Which one do you think will make a best logo? For font, I like Rage Itallic, same as "Marko" on my web site.

Thanks,

M
 
Marko Designs would seem to indicate Marko would be the logical choice. Clean and simple, easy to recognize.
 
i would leave out any thing that is not your name for your work later down the road you may want to have a mid tec that you could leis as your "design" or if you go to sel blade blanks you need the option of a mark for that

i use
LRH for work that i dont finish
LR Harner form my compleeted knives
and will save harner knives for a semi production knife if i see fit
now then there may be a few changes here or there to help date the level of work that i offer be it font or some kind of datign mark
 
"Marko" seems like a winner. However, this thread begs for someone to shout, "polo".
 
Here we have a thread titled "Maker's Mark," and no one has mentioned bourbon. Drink some; it will help make the choice easier (or at least the choice will seem less consequential)!
 
How about, "Kramer?" I'm thinking of changing mine to that, with three little circles.
-M
 
How about, "Kramer?" I'm thinking of changing mine to that, with three little circles.
-M

I wish my last name was as catchy. People twist their tangs and hiss, pronouncing my last name. I am leaning to use acronyms, either AT, or MT, laid out similarly to Bill's.
M
 
Anyway, Marko it is. Still thinking if I need to add Tsourkan and Knives into the logo. Indecisions, indecisions... Another Libra out there? Know what I mean?

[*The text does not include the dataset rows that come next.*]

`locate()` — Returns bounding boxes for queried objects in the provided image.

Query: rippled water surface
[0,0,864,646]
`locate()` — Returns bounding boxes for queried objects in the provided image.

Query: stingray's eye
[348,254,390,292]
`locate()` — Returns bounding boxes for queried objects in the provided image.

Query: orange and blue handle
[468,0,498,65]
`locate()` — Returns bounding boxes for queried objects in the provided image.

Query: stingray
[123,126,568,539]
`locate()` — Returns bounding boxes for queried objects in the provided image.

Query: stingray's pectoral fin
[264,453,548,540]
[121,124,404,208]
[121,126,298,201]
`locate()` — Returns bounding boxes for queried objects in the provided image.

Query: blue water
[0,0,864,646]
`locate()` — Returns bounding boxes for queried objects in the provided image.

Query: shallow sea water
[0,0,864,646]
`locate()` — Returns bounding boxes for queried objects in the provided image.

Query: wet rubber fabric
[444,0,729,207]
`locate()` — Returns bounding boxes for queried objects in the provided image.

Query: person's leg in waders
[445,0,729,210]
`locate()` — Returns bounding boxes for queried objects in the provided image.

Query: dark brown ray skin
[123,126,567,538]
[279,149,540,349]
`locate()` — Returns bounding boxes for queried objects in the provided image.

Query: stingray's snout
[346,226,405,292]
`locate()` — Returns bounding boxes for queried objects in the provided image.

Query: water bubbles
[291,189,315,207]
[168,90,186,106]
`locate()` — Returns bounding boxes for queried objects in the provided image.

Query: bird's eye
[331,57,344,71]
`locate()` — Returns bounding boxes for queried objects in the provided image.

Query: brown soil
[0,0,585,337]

On another note, I am using 180mm gyuto I made at home. I am blown away with 52100. It almost feels stainless compared with Japanese clad knives. 52100 sharpness and retention is on par or better.

M
 
On another note, I am using 180mm gyuto I made at home. I am blown away with 52100. It almost feels stainless compared with Japanese clad knives. 52100 sharpness and retention is on par or better.

M
Koff . . koff . . pictures?
 
This one is a keeper. Another one (slightly improved) is on the way.

:)

M

We still want to see your work, whether it's production ready or not. It's kind of like watching your kid's drawings on the fridge as the years go by. The first few aren't great but you still love them. The next thing you know they've grown up and your attending an art gallery preview of their work.

Besides that, by sharing your early work someone might point out something that you've missed that ends up with you making an even better knife.
 
We still want to see your work, whether it's production ready or not. It's kind of like watching your kid's drawings on the fridge as the years go by. The first few aren't great but you still love them. The next thing you know they've grown up and your attending an art gallery preview of their work.

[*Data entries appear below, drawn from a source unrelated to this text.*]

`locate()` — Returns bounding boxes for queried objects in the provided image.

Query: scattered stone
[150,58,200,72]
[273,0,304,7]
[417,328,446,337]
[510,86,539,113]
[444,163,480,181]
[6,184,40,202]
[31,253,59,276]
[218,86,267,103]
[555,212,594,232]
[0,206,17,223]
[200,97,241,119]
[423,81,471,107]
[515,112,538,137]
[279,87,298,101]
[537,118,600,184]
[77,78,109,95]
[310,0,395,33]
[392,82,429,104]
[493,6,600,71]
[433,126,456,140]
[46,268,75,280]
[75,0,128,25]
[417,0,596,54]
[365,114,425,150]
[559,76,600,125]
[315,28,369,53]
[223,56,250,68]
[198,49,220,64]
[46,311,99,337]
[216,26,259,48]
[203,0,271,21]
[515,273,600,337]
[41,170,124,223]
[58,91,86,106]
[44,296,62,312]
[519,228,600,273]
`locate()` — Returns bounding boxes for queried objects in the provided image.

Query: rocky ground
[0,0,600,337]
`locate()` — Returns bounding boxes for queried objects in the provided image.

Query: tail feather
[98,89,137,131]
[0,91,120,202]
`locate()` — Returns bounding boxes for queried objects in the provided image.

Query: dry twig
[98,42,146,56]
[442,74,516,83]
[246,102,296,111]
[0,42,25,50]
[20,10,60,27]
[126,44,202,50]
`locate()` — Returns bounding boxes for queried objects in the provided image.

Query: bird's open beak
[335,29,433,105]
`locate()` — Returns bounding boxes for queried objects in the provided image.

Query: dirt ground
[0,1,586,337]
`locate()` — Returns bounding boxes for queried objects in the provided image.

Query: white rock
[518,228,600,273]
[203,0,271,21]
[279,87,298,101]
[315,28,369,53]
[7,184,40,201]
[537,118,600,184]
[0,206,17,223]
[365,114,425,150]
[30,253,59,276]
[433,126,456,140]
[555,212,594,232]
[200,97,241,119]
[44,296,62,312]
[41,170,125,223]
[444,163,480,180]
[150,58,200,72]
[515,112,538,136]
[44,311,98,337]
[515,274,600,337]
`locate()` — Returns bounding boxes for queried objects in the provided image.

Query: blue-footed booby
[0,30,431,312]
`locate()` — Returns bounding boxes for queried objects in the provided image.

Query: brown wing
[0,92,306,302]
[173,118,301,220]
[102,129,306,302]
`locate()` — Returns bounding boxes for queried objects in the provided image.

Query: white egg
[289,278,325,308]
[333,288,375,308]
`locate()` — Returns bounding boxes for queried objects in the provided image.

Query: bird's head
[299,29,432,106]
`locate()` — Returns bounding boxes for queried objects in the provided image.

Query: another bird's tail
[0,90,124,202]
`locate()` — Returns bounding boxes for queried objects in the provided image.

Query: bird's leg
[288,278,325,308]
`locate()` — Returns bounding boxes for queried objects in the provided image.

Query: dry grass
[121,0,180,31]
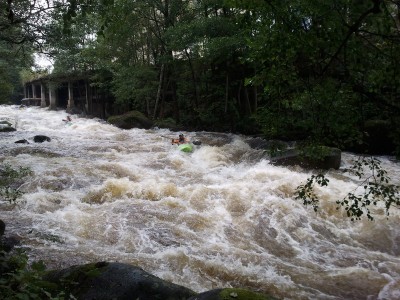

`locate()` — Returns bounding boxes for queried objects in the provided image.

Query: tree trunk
[153,64,165,119]
[224,72,229,114]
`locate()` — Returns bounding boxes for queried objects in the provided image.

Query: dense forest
[0,0,400,154]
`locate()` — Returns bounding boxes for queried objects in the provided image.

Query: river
[0,105,400,299]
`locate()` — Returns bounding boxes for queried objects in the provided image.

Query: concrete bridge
[21,74,114,118]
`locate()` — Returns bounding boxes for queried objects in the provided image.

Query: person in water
[171,133,189,144]
[63,116,72,123]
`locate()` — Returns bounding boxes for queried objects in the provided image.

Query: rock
[33,135,51,143]
[271,147,342,170]
[107,111,153,129]
[15,139,29,144]
[0,124,17,132]
[188,288,277,300]
[46,262,196,300]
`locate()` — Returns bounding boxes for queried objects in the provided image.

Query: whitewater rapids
[0,105,400,300]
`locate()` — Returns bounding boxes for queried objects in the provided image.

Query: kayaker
[171,133,189,144]
[63,116,72,123]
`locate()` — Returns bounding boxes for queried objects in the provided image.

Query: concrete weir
[21,74,114,118]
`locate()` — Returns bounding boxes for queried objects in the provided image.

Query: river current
[0,105,400,300]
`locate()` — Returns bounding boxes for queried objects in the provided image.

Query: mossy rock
[0,121,16,132]
[107,110,153,129]
[46,262,196,300]
[271,146,342,170]
[188,288,277,300]
[154,118,178,130]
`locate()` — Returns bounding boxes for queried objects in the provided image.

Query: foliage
[295,156,400,221]
[0,250,71,300]
[0,164,32,203]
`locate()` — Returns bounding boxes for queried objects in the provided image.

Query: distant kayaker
[171,133,189,144]
[63,116,72,123]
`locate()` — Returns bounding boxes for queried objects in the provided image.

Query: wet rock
[107,111,153,129]
[33,135,51,143]
[188,288,277,300]
[271,147,342,170]
[0,124,16,132]
[1,235,21,252]
[46,262,196,300]
[15,139,29,144]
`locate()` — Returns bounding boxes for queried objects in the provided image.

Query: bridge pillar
[67,81,75,111]
[49,83,57,109]
[85,80,93,114]
[40,83,46,107]
[32,83,36,98]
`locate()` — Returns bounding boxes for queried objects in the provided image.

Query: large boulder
[107,110,153,129]
[33,135,51,143]
[188,288,277,300]
[271,146,342,170]
[46,262,196,300]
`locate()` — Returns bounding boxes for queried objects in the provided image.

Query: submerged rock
[107,111,153,129]
[188,288,277,300]
[15,139,29,144]
[271,147,342,170]
[46,262,196,300]
[33,135,51,143]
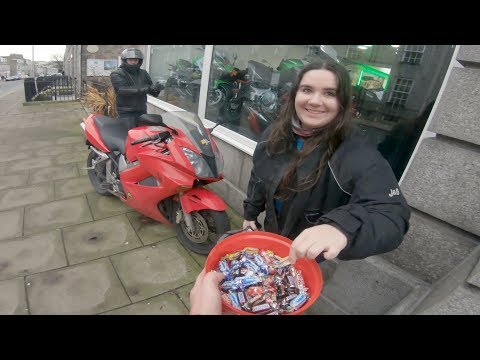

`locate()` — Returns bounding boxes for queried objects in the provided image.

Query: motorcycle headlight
[215,150,223,175]
[181,147,215,178]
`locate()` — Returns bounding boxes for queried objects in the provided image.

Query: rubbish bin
[23,77,37,102]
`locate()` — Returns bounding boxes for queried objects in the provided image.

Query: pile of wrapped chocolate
[217,247,310,315]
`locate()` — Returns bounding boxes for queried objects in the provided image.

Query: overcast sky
[0,45,66,61]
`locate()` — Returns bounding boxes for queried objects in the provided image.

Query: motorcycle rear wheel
[176,210,230,255]
[87,151,112,196]
[208,89,224,106]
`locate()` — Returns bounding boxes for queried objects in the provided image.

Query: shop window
[402,45,425,65]
[149,45,205,113]
[389,78,413,106]
[347,45,362,60]
[149,45,454,179]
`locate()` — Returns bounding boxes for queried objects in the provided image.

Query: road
[0,80,23,98]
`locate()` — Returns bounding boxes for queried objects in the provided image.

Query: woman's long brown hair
[267,60,351,199]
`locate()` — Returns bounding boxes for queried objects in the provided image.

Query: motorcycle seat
[94,115,128,154]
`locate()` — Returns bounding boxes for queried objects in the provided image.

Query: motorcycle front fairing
[162,111,223,181]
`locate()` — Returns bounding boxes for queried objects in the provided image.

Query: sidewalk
[0,87,248,315]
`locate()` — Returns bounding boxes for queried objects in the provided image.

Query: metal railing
[24,75,77,102]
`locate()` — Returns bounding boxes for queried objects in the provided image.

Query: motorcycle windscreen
[162,111,215,157]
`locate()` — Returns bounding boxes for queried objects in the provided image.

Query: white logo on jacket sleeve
[388,188,400,197]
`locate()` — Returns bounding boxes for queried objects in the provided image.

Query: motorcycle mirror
[209,116,226,133]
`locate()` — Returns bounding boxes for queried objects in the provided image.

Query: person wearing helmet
[110,48,164,129]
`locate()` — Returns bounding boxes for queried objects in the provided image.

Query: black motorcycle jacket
[110,64,160,113]
[244,129,410,260]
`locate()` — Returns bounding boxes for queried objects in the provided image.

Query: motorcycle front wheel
[176,210,230,255]
[208,89,224,106]
[87,150,112,196]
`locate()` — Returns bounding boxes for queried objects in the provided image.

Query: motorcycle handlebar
[130,131,170,145]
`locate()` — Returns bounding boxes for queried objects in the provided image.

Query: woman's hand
[242,220,258,230]
[289,224,347,264]
[190,269,225,315]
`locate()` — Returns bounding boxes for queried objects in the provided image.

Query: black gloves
[150,81,165,93]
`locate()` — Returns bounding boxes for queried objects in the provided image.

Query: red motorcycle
[80,111,230,254]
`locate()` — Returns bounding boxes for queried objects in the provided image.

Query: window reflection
[150,45,454,178]
[150,45,204,113]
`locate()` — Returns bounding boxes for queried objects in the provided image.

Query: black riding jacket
[110,64,160,113]
[244,129,410,260]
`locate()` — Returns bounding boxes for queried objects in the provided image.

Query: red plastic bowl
[205,231,323,315]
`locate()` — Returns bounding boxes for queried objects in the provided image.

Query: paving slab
[111,239,201,302]
[467,260,480,289]
[17,139,56,150]
[54,176,95,200]
[56,136,86,145]
[29,164,78,184]
[23,195,93,235]
[322,260,412,315]
[4,156,55,172]
[0,208,23,242]
[0,277,28,315]
[77,161,88,176]
[62,215,142,264]
[0,183,54,211]
[0,170,28,190]
[35,145,70,157]
[418,285,480,315]
[127,211,177,245]
[55,149,88,165]
[26,258,130,315]
[0,149,32,163]
[0,230,67,280]
[304,296,349,315]
[104,293,188,315]
[86,193,134,220]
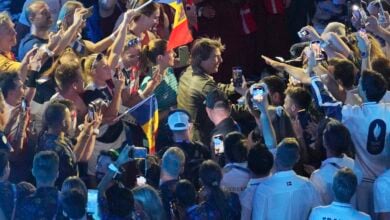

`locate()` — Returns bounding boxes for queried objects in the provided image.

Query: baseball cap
[168,110,190,131]
[205,89,229,109]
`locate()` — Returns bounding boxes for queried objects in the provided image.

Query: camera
[298,30,309,38]
[20,98,27,112]
[232,66,243,88]
[129,145,148,159]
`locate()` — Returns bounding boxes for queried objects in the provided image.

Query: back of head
[132,185,164,219]
[329,58,357,89]
[361,70,387,102]
[248,146,274,176]
[371,57,390,90]
[60,189,87,219]
[142,39,168,65]
[54,63,81,90]
[175,180,196,208]
[106,183,134,218]
[0,150,8,178]
[262,75,287,100]
[191,38,225,73]
[206,89,230,111]
[161,147,185,178]
[223,132,248,163]
[57,1,84,25]
[332,168,357,203]
[285,86,312,110]
[61,176,88,197]
[275,138,300,169]
[0,72,19,98]
[322,22,346,37]
[199,160,222,188]
[323,119,352,156]
[0,11,12,26]
[32,151,59,183]
[44,103,66,128]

Besides that, by sharing your early work someone might point out something that you've missed that ends up with you making an even better knife.

There was a short pause in my work, as I ordered (and received) some more equipment for heat treating and a thinner steel.

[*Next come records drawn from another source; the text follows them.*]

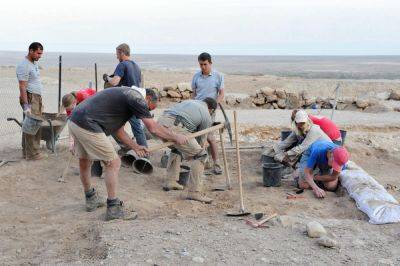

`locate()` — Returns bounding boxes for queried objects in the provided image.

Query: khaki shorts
[68,121,118,163]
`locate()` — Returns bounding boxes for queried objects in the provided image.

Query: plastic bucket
[263,163,283,187]
[281,130,292,140]
[22,116,42,135]
[178,165,190,186]
[340,130,347,146]
[261,154,276,164]
[133,158,153,175]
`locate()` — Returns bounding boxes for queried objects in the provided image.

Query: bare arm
[18,80,28,104]
[108,76,121,86]
[142,118,187,144]
[217,88,225,103]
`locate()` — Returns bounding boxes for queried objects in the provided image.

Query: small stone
[260,87,275,96]
[307,221,326,238]
[275,89,286,99]
[167,90,182,98]
[266,94,278,103]
[192,257,204,263]
[317,235,338,248]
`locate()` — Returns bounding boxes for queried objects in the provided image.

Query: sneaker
[26,153,49,161]
[213,163,222,175]
[106,200,138,221]
[186,192,213,204]
[85,191,106,212]
[163,181,184,191]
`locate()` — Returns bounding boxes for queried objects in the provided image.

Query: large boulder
[390,90,400,101]
[276,99,286,109]
[286,92,301,109]
[176,82,192,92]
[275,89,286,99]
[167,90,182,98]
[260,87,275,96]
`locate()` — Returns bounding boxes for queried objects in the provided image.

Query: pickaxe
[218,103,233,145]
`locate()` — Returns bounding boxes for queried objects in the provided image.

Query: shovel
[226,111,251,217]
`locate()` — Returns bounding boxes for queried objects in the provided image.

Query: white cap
[294,110,308,123]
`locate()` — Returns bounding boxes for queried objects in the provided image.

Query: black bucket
[340,130,347,146]
[133,158,153,175]
[281,130,292,141]
[261,154,276,164]
[178,165,190,186]
[263,163,283,187]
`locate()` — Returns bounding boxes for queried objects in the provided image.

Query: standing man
[103,43,147,147]
[158,98,217,203]
[192,53,224,175]
[68,87,187,220]
[16,42,47,160]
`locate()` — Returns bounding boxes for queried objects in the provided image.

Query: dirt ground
[0,109,400,265]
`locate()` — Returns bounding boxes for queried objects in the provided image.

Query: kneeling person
[298,140,349,198]
[158,98,217,203]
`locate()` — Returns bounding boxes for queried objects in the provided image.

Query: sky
[0,0,400,55]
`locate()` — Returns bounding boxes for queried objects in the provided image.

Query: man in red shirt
[62,88,96,117]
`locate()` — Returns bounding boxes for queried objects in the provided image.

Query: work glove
[22,103,32,115]
[274,152,287,162]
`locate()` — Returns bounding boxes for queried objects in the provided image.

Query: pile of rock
[159,82,400,112]
[159,82,193,102]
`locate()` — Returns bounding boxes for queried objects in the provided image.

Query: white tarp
[340,162,400,224]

My next knives will be 240mm (255mm tip to heel) gyuto made in two different steels and send to a member on the forum for testing and feedback.

M
 
Get your name translated to japanese and beat kanji yourself into each knife :)
The translation itself may be cool, like "lotus spring in the mist of moonshine" :D:D
 
I tried to do that without much success. As Dr. Naka pointed out, my name is not translatable!